Question Is the derivation correct? Ultimately I would like to have an expression to compute the Conditional MaxEnt distribution using Maximum Likelihood computing the normalizing constant. However, I cannot seem to find a way to transform the last equation into one that does not contain $\lambda_{j}$, but instead a (dreadful) log-sum-exp.

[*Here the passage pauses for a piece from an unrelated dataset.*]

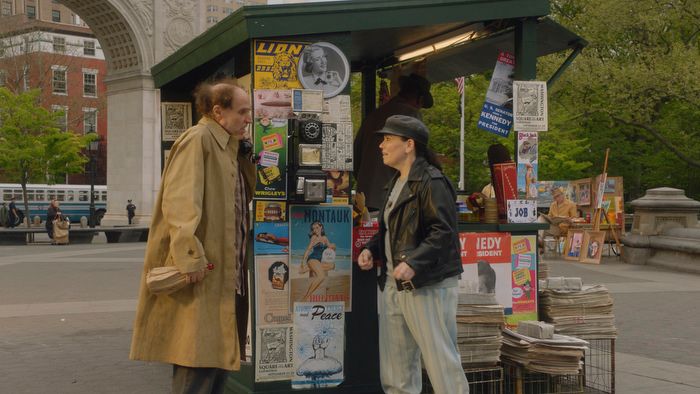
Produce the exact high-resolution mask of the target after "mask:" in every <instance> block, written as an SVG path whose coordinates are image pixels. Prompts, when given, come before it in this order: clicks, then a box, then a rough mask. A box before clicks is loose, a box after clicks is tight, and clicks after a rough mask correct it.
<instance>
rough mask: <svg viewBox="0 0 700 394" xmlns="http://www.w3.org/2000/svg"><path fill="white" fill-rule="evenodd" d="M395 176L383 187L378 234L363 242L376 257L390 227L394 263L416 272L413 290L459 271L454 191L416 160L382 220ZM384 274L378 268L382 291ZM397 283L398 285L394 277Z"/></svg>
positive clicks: (398, 283) (396, 264)
mask: <svg viewBox="0 0 700 394" xmlns="http://www.w3.org/2000/svg"><path fill="white" fill-rule="evenodd" d="M397 179H398V174H397V175H396V176H394V178H393V179H392V180H391V181H390V182H389V183H388V184H387V186H386V187H385V191H386V192H387V193H386V196H385V197H384V204H382V209H381V211H380V212H379V232H378V233H377V234H375V236H374V237H372V239H371V240H370V241H369V242H368V243H367V245H365V247H366V248H367V249H369V250H370V252H372V256H374V257H375V258H378V257H381V259H382V260H384V261H386V255H385V254H384V236H385V233H386V232H387V231H391V253H392V256H393V258H392V261H393V262H394V267H396V266H397V265H398V264H399V263H400V262H402V261H405V262H406V263H407V264H408V265H409V266H411V268H412V269H413V270H414V271H415V273H416V274H415V276H414V277H413V279H412V280H411V282H412V283H413V286H414V287H415V288H419V287H422V286H426V285H431V284H434V283H437V282H440V281H442V280H443V279H446V278H450V277H453V276H456V275H459V274H460V273H462V272H463V269H462V262H461V259H460V254H459V239H458V235H457V208H456V202H455V201H456V198H457V196H456V194H455V191H454V188H453V187H452V184H451V183H450V181H449V180H448V179H447V178H446V177H445V176H444V175H443V174H442V172H440V170H438V169H437V168H435V167H433V166H432V165H430V164H428V162H427V161H426V160H425V159H424V158H422V157H418V158H416V161H415V162H414V163H413V165H412V166H411V170H410V172H409V174H408V179H407V181H406V186H404V188H403V190H402V191H401V193H400V194H399V196H398V198H397V199H396V203H395V205H394V208H393V209H392V211H391V212H390V213H389V223H388V225H387V223H385V222H384V207H385V206H386V201H387V199H388V195H389V193H388V191H389V190H391V189H392V188H393V187H394V183H395V182H396V180H397ZM386 278H387V272H386V265H384V266H382V273H381V276H380V278H379V287H380V288H381V289H382V290H384V284H385V283H386ZM397 287H398V288H399V289H402V287H403V286H402V284H401V283H400V282H399V281H397Z"/></svg>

We can write the conditional maximum entropy problem as:

$ \begin{align} \max_{p(y \mid x)}H(Y\mid X) =-&\sum_{x, y}p(x,y)\log \frac{p(y, x)}{p(x)} =-\sum_{x, y}p(y\mid x)p(x)\log p(y\mid x) \\ \text{s.t.} \ &\sum_{y}p(y)f(y)=\sum_{x,y}p(y\mid x)p(x)f(y)=\tilde{f} \quad \text{some marginal empirical moment,} \\ &\sum_{y}p(y\mid x)g(y)=\tilde{g}(x) \quad \text{some conditional empirical moment,} \\ &\sum_{y}p(y\mid x)=1 \quad \text{for all}\ x,\ \text{normalizing condition.} \end{align} $

Using the Lagrange multiplier formalism, we can write the Lagrangian as:

$ \begin{align} \mathcal{L} &= -\sum_{x, y}p(y\mid x)p(x)\log p(y\mid x) \\ &+ \lambda_{f} \left[ \tilde{f}-\sum_{x,y}p(y\mid x)p(x)f(y) \right] \\ &+ \lambda_{g} \left[ \tilde{g}(x)-\sum_{y}p(y\mid x)g(y) \right] \\ &+ \lambda_{1:J} \left[ 1-\sum_{y}p(y\mid x_{j}) \right] \quad \text{for}\ j=1,\cdots J. \end{align} $

By differentiating the Lagrangian with respect to the control variable and the multipliers we get the following first-order conditions:

$ \begin{align} \frac{\partial \mathcal{L}}{\partial p(y_{i}\mid x_{j})}:\ &-p(x_{j})\log p(y_{i} \mid x_{j}) - p(x_{j}) + \lambda_{f}p(x_{j})f(y) + \lambda_{g}g(y)+\lambda_{j} = 0 \\ \frac{\partial \mathcal{L}}{\partial \lambda_{f}}:\ &\tilde{f}-\sum_{x,y}p(y\mid x)p(x)f(y) = 0 \\ \frac{\partial \mathcal{L}}{\partial \lambda_{g}}:\ &\tilde{g}(x)-\sum_{y}p(y\mid x)g(y) = 0 \\ \frac{\partial \mathcal{L}}{\partial \lambda_{j}}:\ &1-\sum_{y}p(y\mid x_{j}) = 0 \\ \end{align} $

From the first equation, we obtain:

$ \begin{align} &p(x_{j})\log p(y_{i} \mid x_{j}) = - p(x_{j}) + \lambda_{f}p(x_{j})f(y_{i}) + \lambda_{g}g(y_{i}) + \lambda_{j} \\ \iff & p(y_{i} \mid x_{j}) = \exp\left[\lambda_{f}f(y_{i}) + \frac{\lambda_{g}g(y_{i})}{p(x_{j})} + \frac{\lambda_{j}}{p(x_{j})}-1\right] \end{align} $

This last equation should be somehow transformed into an expression approximately like this:

$ \begin{align} p(y_{i} \mid x_{j}) = \exp\left[\lambda_{f}f(y_{i}) + \frac{\lambda_{g}g(y_{i})}{p(x_{j})} + \beta(x_{j})\right]. \end{align} $

Where $\beta(x_{j})$ is a normalizing constant, possibly with a log-sum-exp expression in it.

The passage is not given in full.